Introduction

The risk of recurrent laryngeal nerve (RLN) lesions during endocrine neck surgery depends on diagnosis, surgical procedure, the surgeon’s skills, and the management of the RLN itself [1, 2]. Even though intraoperative neuromonitoring (IONM) of the RLN is now routinely employed by many thyroid surgeons [2, 3], this has resulted in only a marginal reduction in RLN palsy rates [14]. The benefit of IONM seems to be greatest in more complex surgery such as reoperative surgery and thyroid cancer operations, but even under these circumstances, the number of patients needed to be treated to avoid a RLN lesion is relatively high [5].

One explanation for the limited effect of IONM on RLN lesion risk has been that IONM had relied on intermittent neurostimulation (INS). Most RLN lesions are caused by traction and pressure with a gradual deterioration of nerve function over time [6]. Most often, INS fails to detect a nerve lesion before it is complete [2]. In contrast, continuous vagal intraoperative neuromonitoring (CIONM) may reveal an imminent lesion timely enough to allow the surgeon to stop harmful dissection and allow the nerve to recover [79].
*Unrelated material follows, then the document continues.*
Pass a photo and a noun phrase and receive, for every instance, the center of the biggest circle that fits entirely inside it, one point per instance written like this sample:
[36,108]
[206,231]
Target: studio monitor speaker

The potential of CIONM to effectively reduce risk to the RLN is based on a number of assumptions: (1) Nerve lesions develop over time so that the surgeon has a chance to react. (2) Imminent damage can be anticipated by specific changes in the electromyogram (EMG). (3) These changes in the EMG should be easy to distinguish from artifacts. Previous studies using either tube electrodes or translaryngeal needles to record the EMG signal from the intralaryngeal muscles have demonstrated that non-nerve damaging procedures may affect EMG parameters [6, 10, 11], but the clinical impact of such artifacts has not been examined yet.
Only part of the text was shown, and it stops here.